A similar type of space is at the heart of another expansion by a Japanese architect to a venerable old museum in the western metropolis: New York's 2005 Yoshio Taniguchi Museum of Modern Art expansion, a four-floor space that gathers art, movement and views in all directions. But where Taniguchi's space is airy, fresh, voluminous and rectilinear, Sydney Modern's equivalent is loose and spacious, warm and mellow. Where MoMA placed a statue of Barnett Newman's Broken Obelisk in the middle of its atrium with a resounding silence, Sydney Modern offers a video, in the form of a newly commissioned piece by New Zealand artist Lisa Reihana.

This comparison can shed light on what the "modern" of Sydney Modern might require. Sydney already has a Museum of Contemporary Art. And although the Art Gallery of New South Wales commissions and collects contemporary art, as the state's largest public art museum, its powers are much broader. The modernity embodied in this building is not a country but a process – to change and adapt to wider cultural conditions. This is where the encounter between Sanaa's fluid spatial sensibility and the surrounding context – including the bones and roots of the natural landscape, the readiness of the oil tank infrastructure, and the period of indigenous occupation – is most exciting.

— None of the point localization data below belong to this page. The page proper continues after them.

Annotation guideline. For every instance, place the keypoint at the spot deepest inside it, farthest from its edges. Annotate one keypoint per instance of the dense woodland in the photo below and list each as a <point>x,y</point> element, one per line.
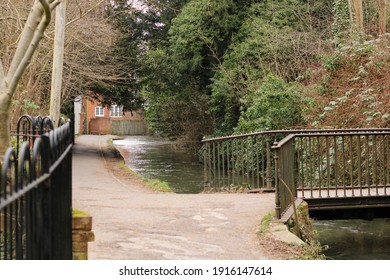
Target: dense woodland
<point>205,67</point>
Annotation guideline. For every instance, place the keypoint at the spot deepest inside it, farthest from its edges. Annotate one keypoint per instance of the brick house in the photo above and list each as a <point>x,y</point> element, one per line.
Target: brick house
<point>92,118</point>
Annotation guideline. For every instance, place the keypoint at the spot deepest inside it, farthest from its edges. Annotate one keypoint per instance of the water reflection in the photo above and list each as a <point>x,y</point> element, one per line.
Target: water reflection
<point>355,239</point>
<point>156,158</point>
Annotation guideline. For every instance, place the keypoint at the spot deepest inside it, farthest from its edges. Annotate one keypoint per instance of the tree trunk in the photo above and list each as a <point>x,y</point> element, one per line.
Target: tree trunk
<point>382,9</point>
<point>58,63</point>
<point>4,125</point>
<point>358,8</point>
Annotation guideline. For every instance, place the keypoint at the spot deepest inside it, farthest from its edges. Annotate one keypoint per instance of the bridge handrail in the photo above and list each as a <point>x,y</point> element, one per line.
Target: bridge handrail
<point>344,163</point>
<point>292,131</point>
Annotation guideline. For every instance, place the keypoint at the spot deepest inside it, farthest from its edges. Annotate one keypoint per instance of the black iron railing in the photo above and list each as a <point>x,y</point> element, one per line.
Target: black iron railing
<point>332,165</point>
<point>36,192</point>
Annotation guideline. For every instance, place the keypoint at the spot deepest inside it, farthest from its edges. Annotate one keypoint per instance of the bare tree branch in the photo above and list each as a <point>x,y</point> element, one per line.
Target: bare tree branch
<point>86,12</point>
<point>23,59</point>
<point>1,73</point>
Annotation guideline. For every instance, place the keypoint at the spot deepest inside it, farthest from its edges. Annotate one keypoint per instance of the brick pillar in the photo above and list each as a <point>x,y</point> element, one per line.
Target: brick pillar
<point>81,234</point>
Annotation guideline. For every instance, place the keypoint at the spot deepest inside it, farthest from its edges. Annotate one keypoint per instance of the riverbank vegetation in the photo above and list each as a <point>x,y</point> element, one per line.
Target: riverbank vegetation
<point>223,67</point>
<point>201,67</point>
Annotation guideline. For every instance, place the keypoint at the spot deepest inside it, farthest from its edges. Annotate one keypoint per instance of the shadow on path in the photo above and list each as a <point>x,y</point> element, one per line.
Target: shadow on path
<point>131,222</point>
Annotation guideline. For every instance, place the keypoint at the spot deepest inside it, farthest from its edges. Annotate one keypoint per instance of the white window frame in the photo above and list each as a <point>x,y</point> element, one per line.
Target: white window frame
<point>116,111</point>
<point>99,111</point>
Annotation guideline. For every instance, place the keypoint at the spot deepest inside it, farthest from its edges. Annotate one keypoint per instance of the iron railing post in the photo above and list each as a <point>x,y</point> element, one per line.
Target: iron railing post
<point>277,193</point>
<point>268,177</point>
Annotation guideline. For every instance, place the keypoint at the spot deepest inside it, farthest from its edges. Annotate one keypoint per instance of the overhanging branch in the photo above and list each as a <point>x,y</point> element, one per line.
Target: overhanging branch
<point>1,72</point>
<point>38,34</point>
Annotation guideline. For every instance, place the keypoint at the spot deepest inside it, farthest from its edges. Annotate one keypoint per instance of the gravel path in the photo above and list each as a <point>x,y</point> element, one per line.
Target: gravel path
<point>133,222</point>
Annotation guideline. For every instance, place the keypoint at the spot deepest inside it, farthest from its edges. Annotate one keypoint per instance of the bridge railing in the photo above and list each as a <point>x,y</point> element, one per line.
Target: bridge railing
<point>35,195</point>
<point>350,163</point>
<point>246,162</point>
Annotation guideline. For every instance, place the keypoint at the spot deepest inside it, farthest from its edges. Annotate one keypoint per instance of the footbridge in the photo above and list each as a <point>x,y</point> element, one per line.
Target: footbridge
<point>331,170</point>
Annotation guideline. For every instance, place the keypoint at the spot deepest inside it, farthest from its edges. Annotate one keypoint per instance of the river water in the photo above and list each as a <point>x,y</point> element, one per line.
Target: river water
<point>355,239</point>
<point>156,158</point>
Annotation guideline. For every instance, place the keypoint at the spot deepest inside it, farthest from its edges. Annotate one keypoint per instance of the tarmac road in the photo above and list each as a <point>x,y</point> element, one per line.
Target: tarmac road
<point>131,222</point>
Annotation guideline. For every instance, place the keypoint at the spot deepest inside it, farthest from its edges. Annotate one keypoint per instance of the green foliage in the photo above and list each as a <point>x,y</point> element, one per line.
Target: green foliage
<point>351,88</point>
<point>275,105</point>
<point>281,37</point>
<point>265,224</point>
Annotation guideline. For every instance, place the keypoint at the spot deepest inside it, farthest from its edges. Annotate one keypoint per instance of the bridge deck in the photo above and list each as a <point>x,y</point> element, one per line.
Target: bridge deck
<point>352,198</point>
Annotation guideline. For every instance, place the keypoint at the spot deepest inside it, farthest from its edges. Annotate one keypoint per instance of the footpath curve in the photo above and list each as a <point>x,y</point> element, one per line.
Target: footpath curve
<point>132,222</point>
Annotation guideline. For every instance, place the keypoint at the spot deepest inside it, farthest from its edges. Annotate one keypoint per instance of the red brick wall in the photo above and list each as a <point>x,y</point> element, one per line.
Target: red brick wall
<point>101,125</point>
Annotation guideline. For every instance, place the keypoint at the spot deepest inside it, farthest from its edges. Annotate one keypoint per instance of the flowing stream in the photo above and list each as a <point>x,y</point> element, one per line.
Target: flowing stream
<point>156,158</point>
<point>355,239</point>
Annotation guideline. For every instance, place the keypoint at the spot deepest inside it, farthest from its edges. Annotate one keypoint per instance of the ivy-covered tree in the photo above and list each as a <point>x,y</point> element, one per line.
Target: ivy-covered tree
<point>279,37</point>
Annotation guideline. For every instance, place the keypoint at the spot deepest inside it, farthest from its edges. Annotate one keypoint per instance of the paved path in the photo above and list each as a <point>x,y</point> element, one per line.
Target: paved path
<point>135,223</point>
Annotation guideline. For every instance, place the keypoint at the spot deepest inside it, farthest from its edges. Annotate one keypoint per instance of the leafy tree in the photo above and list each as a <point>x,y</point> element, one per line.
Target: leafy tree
<point>275,105</point>
<point>178,74</point>
<point>282,37</point>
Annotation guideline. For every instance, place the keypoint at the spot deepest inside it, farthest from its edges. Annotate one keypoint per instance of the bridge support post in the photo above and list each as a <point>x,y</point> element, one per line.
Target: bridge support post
<point>268,173</point>
<point>277,197</point>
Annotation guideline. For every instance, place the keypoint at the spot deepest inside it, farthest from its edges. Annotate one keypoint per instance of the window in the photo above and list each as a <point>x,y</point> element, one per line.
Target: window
<point>99,112</point>
<point>116,111</point>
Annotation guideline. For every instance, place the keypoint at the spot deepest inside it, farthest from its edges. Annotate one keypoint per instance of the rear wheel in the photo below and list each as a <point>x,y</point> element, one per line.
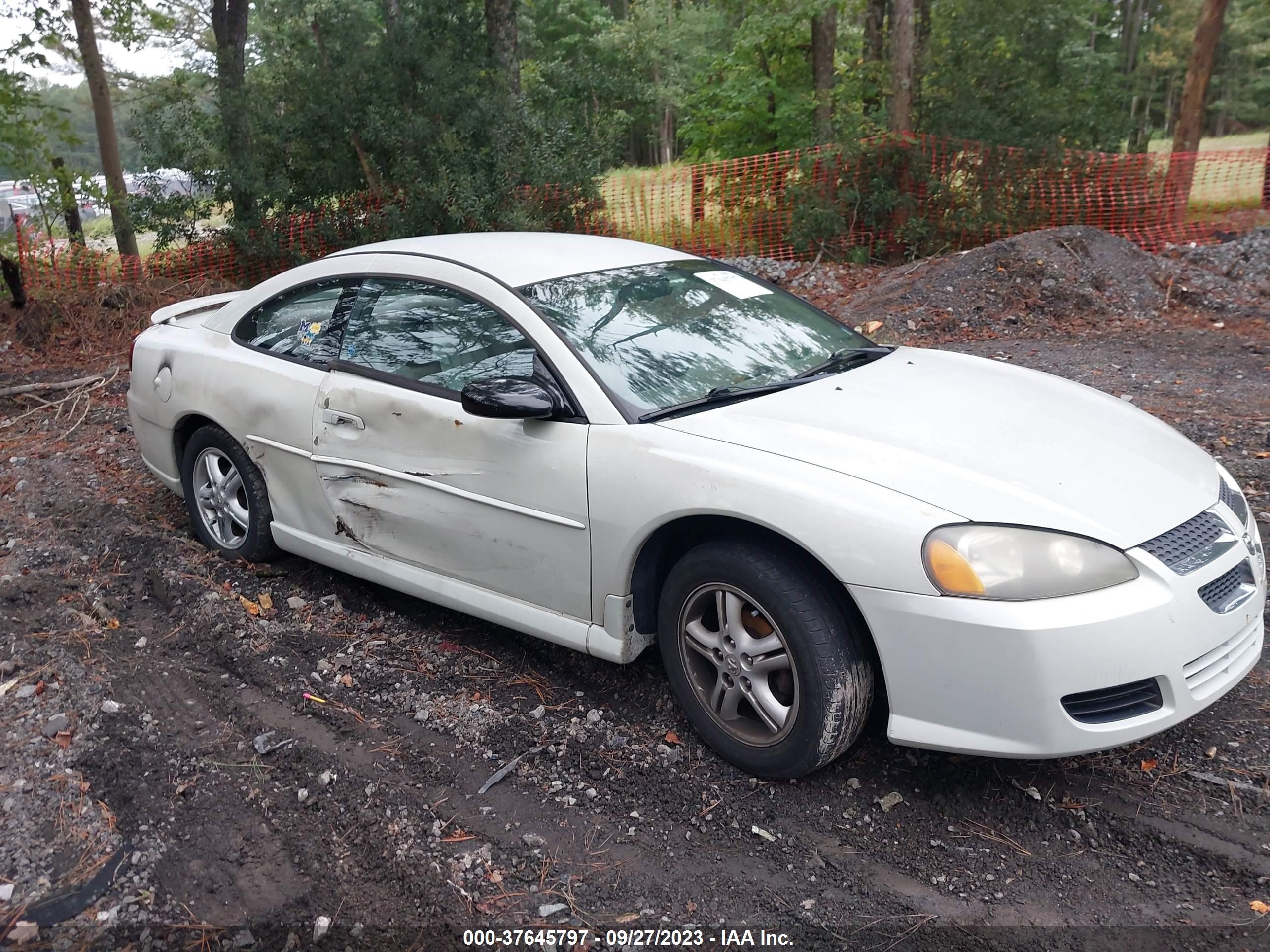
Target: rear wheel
<point>226,497</point>
<point>762,659</point>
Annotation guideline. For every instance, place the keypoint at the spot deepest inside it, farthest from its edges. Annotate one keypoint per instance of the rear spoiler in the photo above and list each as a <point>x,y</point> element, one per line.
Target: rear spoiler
<point>196,305</point>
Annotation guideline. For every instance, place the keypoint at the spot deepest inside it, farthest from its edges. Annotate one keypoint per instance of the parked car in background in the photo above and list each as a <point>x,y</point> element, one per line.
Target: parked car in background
<point>609,444</point>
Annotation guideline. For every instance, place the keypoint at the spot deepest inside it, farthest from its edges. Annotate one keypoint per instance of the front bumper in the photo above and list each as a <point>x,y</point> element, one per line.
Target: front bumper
<point>981,677</point>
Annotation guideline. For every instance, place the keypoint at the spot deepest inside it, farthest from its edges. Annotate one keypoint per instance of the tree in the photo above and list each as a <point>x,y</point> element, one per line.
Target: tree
<point>1191,120</point>
<point>876,18</point>
<point>902,52</point>
<point>501,34</point>
<point>825,41</point>
<point>229,27</point>
<point>103,117</point>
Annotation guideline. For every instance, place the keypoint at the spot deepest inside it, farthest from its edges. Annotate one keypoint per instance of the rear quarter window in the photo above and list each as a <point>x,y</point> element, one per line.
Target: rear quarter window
<point>304,324</point>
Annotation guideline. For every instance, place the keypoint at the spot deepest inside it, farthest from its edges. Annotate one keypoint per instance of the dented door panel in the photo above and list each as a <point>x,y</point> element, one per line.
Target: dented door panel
<point>498,503</point>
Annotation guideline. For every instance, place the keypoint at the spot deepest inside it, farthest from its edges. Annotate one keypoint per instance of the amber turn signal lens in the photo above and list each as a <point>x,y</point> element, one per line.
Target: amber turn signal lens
<point>951,572</point>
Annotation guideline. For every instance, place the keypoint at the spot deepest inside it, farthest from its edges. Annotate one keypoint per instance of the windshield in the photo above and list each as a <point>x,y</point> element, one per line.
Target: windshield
<point>665,334</point>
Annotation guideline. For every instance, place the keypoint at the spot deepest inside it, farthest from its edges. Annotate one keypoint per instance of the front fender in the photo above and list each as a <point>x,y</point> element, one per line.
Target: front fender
<point>644,476</point>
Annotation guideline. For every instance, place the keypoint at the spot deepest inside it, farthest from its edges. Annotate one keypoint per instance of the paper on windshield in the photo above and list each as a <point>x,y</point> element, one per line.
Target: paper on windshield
<point>736,285</point>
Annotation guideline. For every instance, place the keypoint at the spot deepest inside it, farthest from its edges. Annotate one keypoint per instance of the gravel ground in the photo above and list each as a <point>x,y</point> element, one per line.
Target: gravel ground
<point>167,783</point>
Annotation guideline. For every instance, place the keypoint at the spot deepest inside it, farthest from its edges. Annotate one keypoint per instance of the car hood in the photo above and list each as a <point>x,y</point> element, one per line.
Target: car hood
<point>984,440</point>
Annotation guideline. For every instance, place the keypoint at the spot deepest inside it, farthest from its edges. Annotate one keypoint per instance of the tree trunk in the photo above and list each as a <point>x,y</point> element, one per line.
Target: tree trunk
<point>825,41</point>
<point>667,134</point>
<point>70,202</point>
<point>12,272</point>
<point>391,14</point>
<point>1191,120</point>
<point>876,16</point>
<point>902,67</point>
<point>876,12</point>
<point>229,26</point>
<point>373,179</point>
<point>773,136</point>
<point>501,32</point>
<point>922,28</point>
<point>103,117</point>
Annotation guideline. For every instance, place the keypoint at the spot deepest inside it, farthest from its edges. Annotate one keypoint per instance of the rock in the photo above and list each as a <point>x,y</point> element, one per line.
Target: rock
<point>892,800</point>
<point>23,932</point>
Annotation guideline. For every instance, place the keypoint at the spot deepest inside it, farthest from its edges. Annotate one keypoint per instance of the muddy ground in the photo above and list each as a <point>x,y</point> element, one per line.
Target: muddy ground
<point>146,803</point>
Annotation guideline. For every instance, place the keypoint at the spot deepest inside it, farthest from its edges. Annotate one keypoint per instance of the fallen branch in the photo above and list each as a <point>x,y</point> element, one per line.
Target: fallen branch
<point>507,768</point>
<point>1231,785</point>
<point>60,385</point>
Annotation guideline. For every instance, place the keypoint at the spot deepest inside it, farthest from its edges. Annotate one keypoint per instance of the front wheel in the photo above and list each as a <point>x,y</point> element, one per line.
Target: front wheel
<point>768,668</point>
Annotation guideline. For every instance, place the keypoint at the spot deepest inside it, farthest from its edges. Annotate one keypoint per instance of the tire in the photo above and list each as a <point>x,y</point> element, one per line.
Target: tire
<point>237,521</point>
<point>823,684</point>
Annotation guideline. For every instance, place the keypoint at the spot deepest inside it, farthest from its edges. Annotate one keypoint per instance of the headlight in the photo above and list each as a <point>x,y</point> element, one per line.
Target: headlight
<point>1233,495</point>
<point>1013,564</point>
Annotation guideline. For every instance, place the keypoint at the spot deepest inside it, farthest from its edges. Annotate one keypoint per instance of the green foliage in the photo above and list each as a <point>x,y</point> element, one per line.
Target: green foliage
<point>1022,73</point>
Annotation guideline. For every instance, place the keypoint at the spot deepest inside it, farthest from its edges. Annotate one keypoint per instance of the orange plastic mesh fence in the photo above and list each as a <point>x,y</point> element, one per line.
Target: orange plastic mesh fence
<point>881,196</point>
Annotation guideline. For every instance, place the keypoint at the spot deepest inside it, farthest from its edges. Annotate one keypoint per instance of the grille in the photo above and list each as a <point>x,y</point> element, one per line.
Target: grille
<point>1116,704</point>
<point>1238,504</point>
<point>1192,537</point>
<point>1223,593</point>
<point>1211,671</point>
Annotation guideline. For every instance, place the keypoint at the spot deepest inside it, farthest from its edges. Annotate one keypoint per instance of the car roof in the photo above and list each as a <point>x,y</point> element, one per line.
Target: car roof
<point>520,258</point>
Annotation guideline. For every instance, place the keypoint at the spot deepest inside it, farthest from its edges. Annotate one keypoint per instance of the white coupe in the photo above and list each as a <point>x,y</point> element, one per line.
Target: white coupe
<point>607,443</point>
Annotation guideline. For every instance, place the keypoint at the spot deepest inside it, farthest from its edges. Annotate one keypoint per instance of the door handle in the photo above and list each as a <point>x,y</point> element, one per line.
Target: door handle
<point>341,419</point>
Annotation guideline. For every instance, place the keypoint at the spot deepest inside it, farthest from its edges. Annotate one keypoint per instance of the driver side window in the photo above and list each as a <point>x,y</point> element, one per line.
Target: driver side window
<point>432,336</point>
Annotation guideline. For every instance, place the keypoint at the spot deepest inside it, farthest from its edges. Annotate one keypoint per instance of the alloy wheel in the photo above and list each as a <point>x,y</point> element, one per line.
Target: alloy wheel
<point>740,664</point>
<point>221,498</point>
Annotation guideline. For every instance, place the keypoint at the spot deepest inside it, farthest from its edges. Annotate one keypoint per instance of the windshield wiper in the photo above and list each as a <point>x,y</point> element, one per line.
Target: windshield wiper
<point>723,395</point>
<point>841,360</point>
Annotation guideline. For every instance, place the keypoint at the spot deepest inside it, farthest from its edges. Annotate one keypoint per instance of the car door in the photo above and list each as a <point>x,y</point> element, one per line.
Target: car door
<point>412,476</point>
<point>283,349</point>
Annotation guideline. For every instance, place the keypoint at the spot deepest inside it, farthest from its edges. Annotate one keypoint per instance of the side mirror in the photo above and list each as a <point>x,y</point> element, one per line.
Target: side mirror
<point>508,399</point>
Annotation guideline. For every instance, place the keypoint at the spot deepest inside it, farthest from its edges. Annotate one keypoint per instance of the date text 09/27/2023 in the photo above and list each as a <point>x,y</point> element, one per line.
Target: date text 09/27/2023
<point>627,938</point>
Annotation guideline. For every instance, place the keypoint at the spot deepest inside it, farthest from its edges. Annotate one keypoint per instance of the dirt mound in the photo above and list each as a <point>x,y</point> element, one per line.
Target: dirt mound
<point>1074,278</point>
<point>1244,259</point>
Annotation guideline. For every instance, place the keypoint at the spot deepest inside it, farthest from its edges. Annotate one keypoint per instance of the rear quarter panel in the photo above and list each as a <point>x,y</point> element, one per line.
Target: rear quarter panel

Sydney Modern is loose-fitting, relaxed, approachable. Elegant, clad in fine, light-coloured fabrics, but never overdressed; she barefoot with effortless grace over the infrastructure's concrete and weathered sandstone to the edge of the harbour. Yayoi Kusama's sculptural flower blooming in Cosmos is frangipani casually placed in her hair. In this quality, the new building conveys Sydney's most appealing spirit: the city's open nature, whatever the season or circumstance. Never mind that the harbor's edge is an extraordinary mix of rocky outcrops, traffic infrastructure, luxury housing, and warships. Life is beautiful. Why not add art too?